TikTok says ‘we aren’t going anywhere’ amid rumours it will be sold

Congress TikTok (Copyright 2018 The Associated Press. All rights reserved)
Congress TikTok (Copyright 2018 The Associated Press. All rights reserved)

TikTok has said “we aren’t going anywhere” amid rumours that its US operations could be sold.

This week, the US passed a new law that required TikTok’s parent company, ByteDance, to either sell its operations in the country or face a ban.

TikTok immediately said that it was not going anywhere and reiterated its opposition to the ban. And reports quickly emerged that suggested the parent company was looking to sell its US operations to a company based in the country.

The Information reported that it had been exploring plans to sell the business – though without the algorithm that recommends videos and is seen as a central part of its success.

But ByteDance said that it has no plans to sell TikTok, in a statement from its official account posted on Toutiao, a media platform owned by the China-based firm.

Earlier, the company had indicated that it believed that the ban itself would be struckdown.

“Rest assured - we aren’t going anywhere,” CEO Shou Zi Chew said in a video posted moments after Biden signed the bill that gives China-based ByteDance 270 days to divest TikTok‘s US assets or face a ban. “The facts and the Constitution are on our side and we expect to prevail again.”

Biden’s signing sets a 19 January deadline for a sale - one day before his term is set to expire - but he could extend the deadline by three months if he determines ByteDance is making progress.
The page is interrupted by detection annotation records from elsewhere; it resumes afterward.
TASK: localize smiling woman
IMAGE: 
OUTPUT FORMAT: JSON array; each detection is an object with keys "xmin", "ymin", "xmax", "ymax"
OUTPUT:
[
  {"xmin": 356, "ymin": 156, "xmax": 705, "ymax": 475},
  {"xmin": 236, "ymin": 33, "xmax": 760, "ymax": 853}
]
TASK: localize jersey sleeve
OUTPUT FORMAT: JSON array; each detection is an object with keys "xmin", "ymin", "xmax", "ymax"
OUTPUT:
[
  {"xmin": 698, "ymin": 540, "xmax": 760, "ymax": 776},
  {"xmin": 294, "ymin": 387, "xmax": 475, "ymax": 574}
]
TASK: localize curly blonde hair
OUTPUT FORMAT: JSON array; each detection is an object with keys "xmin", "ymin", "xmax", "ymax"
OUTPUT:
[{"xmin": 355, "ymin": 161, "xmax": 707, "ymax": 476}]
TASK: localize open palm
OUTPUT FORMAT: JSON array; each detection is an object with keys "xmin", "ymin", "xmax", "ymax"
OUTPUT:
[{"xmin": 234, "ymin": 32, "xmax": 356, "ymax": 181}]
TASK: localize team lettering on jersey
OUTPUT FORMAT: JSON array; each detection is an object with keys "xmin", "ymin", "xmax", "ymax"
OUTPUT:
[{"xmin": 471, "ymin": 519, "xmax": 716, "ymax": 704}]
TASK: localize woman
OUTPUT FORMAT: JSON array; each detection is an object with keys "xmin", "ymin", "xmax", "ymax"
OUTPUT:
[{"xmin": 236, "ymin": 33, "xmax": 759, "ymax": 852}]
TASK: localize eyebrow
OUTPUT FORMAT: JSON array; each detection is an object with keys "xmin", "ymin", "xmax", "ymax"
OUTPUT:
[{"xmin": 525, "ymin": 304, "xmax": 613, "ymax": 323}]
Biden is seeking a second term against former President Donald Trump.

“We don’t want to see a ban,” White House spokeswoman Karine Jean-Pierre said on Tuesday. “This is about PRC ownership,” she added, referring to the People’s Republic of China.

In 2020, Trump was blocked by the courts in his bid to ban TikTok and Chinese-owned WeChat, a unit of Tencent, in the United States. Trump, the Republican presidential candidate, has reversed course and said on Monday that Biden was “pushing” for a ban on TikTok and would be the one responsible if a ban were imposed, urging voters to take notice.

“Make no mistake - this is a ban on TikTok,” Chew said, emphasizing that TikTok would continue to operate as the company challenges the restrictions.

Many experts question if any potential buyer has the financial resources to buy TikTok and if China and U.S. government agencies would approve a sale.

Driven by widespread worries among U.S. lawmakers that China could access Americans’ data or surveil them with the app, the bill was overwhelmingly passed late on Tuesday by the U.S. Senate. The U.S. House of Representatives approved it on Saturday.

The four-year battle over TikTok is a significant front in a war over the internet and technology between Washington and Beijing. Last week, Apple said China had ordered it to remove Meta Platforms’ WhatsApp and Threads from its App Store in China over Chinese national security concerns.

TikTok is set to challenge the bill on First Amendment grounds and TikTok users are expected to again take legal action. A U.S. judge in Montana in November blocked a state ban on TikTok, citing free-speech grounds.

The American Civil Liberties Union said banning or requiring divestiture of TikTok would “set an alarming global precedent for excessive government control over social media platforms.”

However, the new legislation is likely to give the Biden administration a stronger legal footing to ban TikTok if ByteDance fails to divest the app, experts say.

If ByteDance failed to divest TikTok, app stores operated by Apple, Alphabet’s Google and others could not legally offer TikTok or provide Web hosting services to ByteDance-controlled applications or TikTok‘s website.

Senator Laphonza Butler, a California Democrat, urged the White House to consider the fate of 8,000 U.S. employees of TikTok, many of whom are in New York or California.

“We must acknowledge the impact on TikTok workers, and our local economies, as we determine a path forward,” Butler told Biden in a letter.

The bill would also give the White House new tools to ban or force the sale of other foreign-owned apps it deems to be security threats.

Democratic Senator Ron Wyden said he was concerned the bill “provides broad authority that could be abused by a future administration to violate Americans’ First Amendment rights.”

Biden’s re-election campaign plans to continue using TikTok, a campaign official said on Wednesday. Trump’s campaign has not joined TikTok.

Biden signed legislation in late 2022 that barred U.S. government employees from using TikTok on government phones.